Mes de julio en L’abana. El sol castigando, el sudor pegado a la piel, los espejismos emanando del asfalto de la Calzada del Cerro, olor a guayabas maduras, refresco de cañadonga y la vecina Rósula Colombat hablando horas sobre el carnaval de Santiago de Cuba.
—¡Esos sí son carnavales! Los de L’abana son como ir a un teatro y ver pasar las carrozas… La gente solo mira y se emborracha.
Crecí oyendo la misma cantaleta. A los veinte años no aguanté más, me monté en un autobús interprovincial con mi vecina y su hijo René Nápoles para pasarme una semana en Santiago.
El Gallego, el historiador de la familia y su hermana Chicha, los hijos de Cuquita, me pasearon por una villa con mucha sandunga. Y me prepararon para las diferencias, el día 25, caminando hacia el barrio de Los Hoyos:
—La conga habanera es elegante, con pasillos que marcar, por eso es tan aburrida, un baile de blanquitos. Para eso tenemos aquí también los paseos de carnaval, pa’ la gente fina. La conga santiaguera es la de verdad, corre de la sangre a la cintura. Se arrolla sin levantar las plantas de los pies y en chancletas. Si son de palo mejor pa’ que suenen.
—Cuéntale de dónde salen, Gallego. —La sensual Chicha le pide a su hermano, que me mira con sus ojazos verdes y explica:
—Cuando en el siglo XVII los amos dejaron que sus esclavos salieran en las procesiones del patrón de la ciudad, Santiago Apóstol, se armó la gozadera. Eran kilómetros y kilómetros de recorrido. A la gente de los barrios más pobres se les metió en la cabeza algo pa’ no cansarse, algo entre caminar y bailar: arrollar.

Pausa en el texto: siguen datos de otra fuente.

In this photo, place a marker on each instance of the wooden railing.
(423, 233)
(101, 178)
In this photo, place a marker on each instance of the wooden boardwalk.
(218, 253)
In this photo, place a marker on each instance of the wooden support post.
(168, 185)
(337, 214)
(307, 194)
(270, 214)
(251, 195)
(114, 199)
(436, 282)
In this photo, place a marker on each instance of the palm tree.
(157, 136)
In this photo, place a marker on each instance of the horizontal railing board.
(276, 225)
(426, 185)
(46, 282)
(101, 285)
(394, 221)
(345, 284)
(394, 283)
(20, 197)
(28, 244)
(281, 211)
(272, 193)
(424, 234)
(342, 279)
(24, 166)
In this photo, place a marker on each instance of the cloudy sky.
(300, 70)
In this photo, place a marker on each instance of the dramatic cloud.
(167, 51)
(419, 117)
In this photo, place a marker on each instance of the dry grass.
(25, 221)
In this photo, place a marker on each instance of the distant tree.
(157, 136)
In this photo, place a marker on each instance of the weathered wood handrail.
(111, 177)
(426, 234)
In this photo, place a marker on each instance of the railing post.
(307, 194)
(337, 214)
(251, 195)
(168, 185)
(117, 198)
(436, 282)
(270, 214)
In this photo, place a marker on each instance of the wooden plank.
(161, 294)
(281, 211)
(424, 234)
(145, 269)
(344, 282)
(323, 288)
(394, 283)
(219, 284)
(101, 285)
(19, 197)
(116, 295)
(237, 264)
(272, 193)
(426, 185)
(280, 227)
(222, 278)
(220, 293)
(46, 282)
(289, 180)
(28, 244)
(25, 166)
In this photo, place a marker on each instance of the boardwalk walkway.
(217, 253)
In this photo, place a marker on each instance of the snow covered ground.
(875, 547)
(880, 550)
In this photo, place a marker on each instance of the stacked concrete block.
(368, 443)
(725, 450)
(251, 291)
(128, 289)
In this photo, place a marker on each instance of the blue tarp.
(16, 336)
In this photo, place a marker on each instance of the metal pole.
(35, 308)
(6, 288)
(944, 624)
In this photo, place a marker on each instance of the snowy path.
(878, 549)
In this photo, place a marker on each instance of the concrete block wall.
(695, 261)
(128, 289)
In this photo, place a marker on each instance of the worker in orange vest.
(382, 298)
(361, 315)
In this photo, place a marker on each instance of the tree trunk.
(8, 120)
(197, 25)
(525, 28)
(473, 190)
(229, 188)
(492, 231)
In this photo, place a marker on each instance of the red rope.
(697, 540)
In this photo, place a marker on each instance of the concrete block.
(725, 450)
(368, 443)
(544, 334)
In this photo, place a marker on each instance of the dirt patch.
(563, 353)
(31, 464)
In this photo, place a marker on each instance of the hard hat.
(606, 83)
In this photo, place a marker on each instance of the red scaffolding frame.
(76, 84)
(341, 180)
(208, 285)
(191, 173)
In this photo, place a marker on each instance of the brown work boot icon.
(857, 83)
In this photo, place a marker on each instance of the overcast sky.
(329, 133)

Cuando pusimos el primer pie en Los Hoyos me sorprendió la homogeneidad de la muchedumbre. En mi barrio habanero del Cerro se mezclan razas y colores. Los Hoyos era alegría africana pura. Rósula y su hijo ya nos esperaban.
Sonó primero la trompeta china, luego los cueros de los tambores bien calientes y los hierros de las campanas dieron el ritmo. Arrancó la comparsa de Los hijos del Cocoyé.
Unos meses antes, siendo finalistas mi pareja de baile y yo, había perdido una competencia de baile por culpa de la conga habanera. No hubo manera de que aprendiera a bailar su coreografía, no la sentía, no pude bailarla. En Santiago estuve arrollando horas, con Rósula, cercana a sus setenta años, René y los hijos de Cuquita al lado mío. No sé si sentí lo mismo que ellos. Estuve casi en trance todo ese tiempo, la música metida en mí, yo metido en la música…
Jamás volví a chistar cuando Rósula habló sobre sus carnavales. En ninguna pista de baile he vuelto a sentir lo mismo, ninguna orquesta o grabación me ha dado fuerza para moverme horas y horas a su compás como aquella sencilla percusión, loma arriba, loma abajo por las calles de Santiago de Cuba. Eso… no lo olvido.